En bref. À partir de 1965, Vera Rubin pointe avec l'ingénieur Kent Ford leur spectrographe sur la galaxie d'Andromède et mesure la vitesse des étoiles une par une. Quelque chose cloche : les étoiles du bord tournent aussi vite que celles du centre, alors qu'avec la seule matière visible elles devraient être éjectées. Conclusion, une masse énorme et invisible entoure les galaxies : elle vient de mettre le doigt sur la matière noire. Elle n'aura jamais le Nobel. Sur une montagne du Chili, le NSF-DOE Vera C. Rubin Observatory est le premier observatoire national américain à porter le nom d'une femme. Il embarque la plus grande caméra numérique jamais construite, trois mille deux cents mégapixels, et a dévoilé ses premières images le 23 juin 2025 : un peu plus de dix heures d'observations de test ont révélé des millions de galaxies et des milliers d'astéroïdes, dont deux mille cent trois inconnus repérés en neuf nuits. Nuance : cinquante ans après, personne n'a encore attrapé une particule de matière noire, et le télescope ne réglera peut-être pas la question.

Le constat

À partir de 1965, Vera Rubin s’installe dans le bureau de l’ingénieur Kent Ford et pointe leur spectrographe sur la galaxie d’Andromède. Elle mesure la vitesse des étoiles, une par une. Et là, quelque chose cloche : les étoiles du bord tournent aussi vite que celles du centre. Avec la seule matière qu’on voit, elles devraient être éjectées. Conclusion : il y a, tout autour des galaxies, une masse énorme que personne ne voit. Elle vient de mettre le doigt sur la matière noire. Elle n’aura jamais le Nobel.

La bonne nouvelle

Sur une montagne du Chili, le NSF-DOE Vera C. Rubin Observatory est le premier observatoire national américain à porter le nom d’une femme. Il embarque la plus grande caméra numérique jamais construite, trois mille deux cents mégapixels. Le 23 juin 2025, il a dévoilé ses premières images. Un peu plus de dix heures d’observations de test ont suffi pour révéler des millions de galaxies et des milliers d’astéroïdes, dont deux mille cent trois inconnus repérés en neuf nuits. Pendant dix ans, il va filmer le ciel entier, encore et encore, pour traquer exactement ce qu’elle cherchait.

Soyons honnêtes

Cinquante ans après Vera Rubin, personne n’a encore attrapé une particule de matière noire. On sait qu’elle agit, on la voit tordre la lumière et tenir les galaxies ensemble, mais on ignore toujours ce qu’elle est. Le télescope qui porte son nom ne réglera peut-être pas la question. Mais il va donner aux chercheurs la plus grande moisson de données de l’histoire de l’astronomie. Et ça, ça commence par une femme qu’on a longtemps regardée de haut.

Questions fréquentes

Qu'a découvert Vera Rubin ?

En mesurant à partir de 1965, avec l'ingénieur Kent Ford, la vitesse des étoiles de la galaxie d'Andromède, elle a constaté que celles du bord tournent aussi vite que celles du centre. Avec la seule matière visible, elles auraient dû être éjectées. Elle en a conclu qu'une masse énorme et invisible entoure les galaxies : c'est l'indice de la matière noire. Elle n'a jamais reçu le prix Nobel.

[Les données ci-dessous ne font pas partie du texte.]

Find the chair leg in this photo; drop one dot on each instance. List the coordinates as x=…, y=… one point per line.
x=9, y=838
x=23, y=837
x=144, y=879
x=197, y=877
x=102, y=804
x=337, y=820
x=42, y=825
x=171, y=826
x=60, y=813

Qu'est-ce que l'observatoire Vera C. Rubin ?

Un observatoire installé sur une montagne du Chili, le premier observatoire national américain à porter le nom d'une femme. Il embarque la plus grande caméra numérique jamais construite, de trois mille deux cents mégapixels, et va filmer le ciel entier pendant dix ans. Ses premières images, dévoilées le 23 juin 2025, ont révélé des millions de galaxies et des milliers d'astéroïdes après un peu plus de dix heures d'observations de test.

Sait-on aujourd'hui ce qu'est la matière noire ?

Non. Cinquante ans après les travaux de Vera Rubin, personne n'a encore attrapé une particule de matière noire. On sait qu'elle agit, on la voit tordre la lumière et tenir les galaxies ensemble, mais on ignore toujours sa nature. Le télescope qui porte son nom ne tranchera peut-être pas la question, mais il fournira aux chercheurs la plus grande moisson de données de l'histoire de l'astronomie.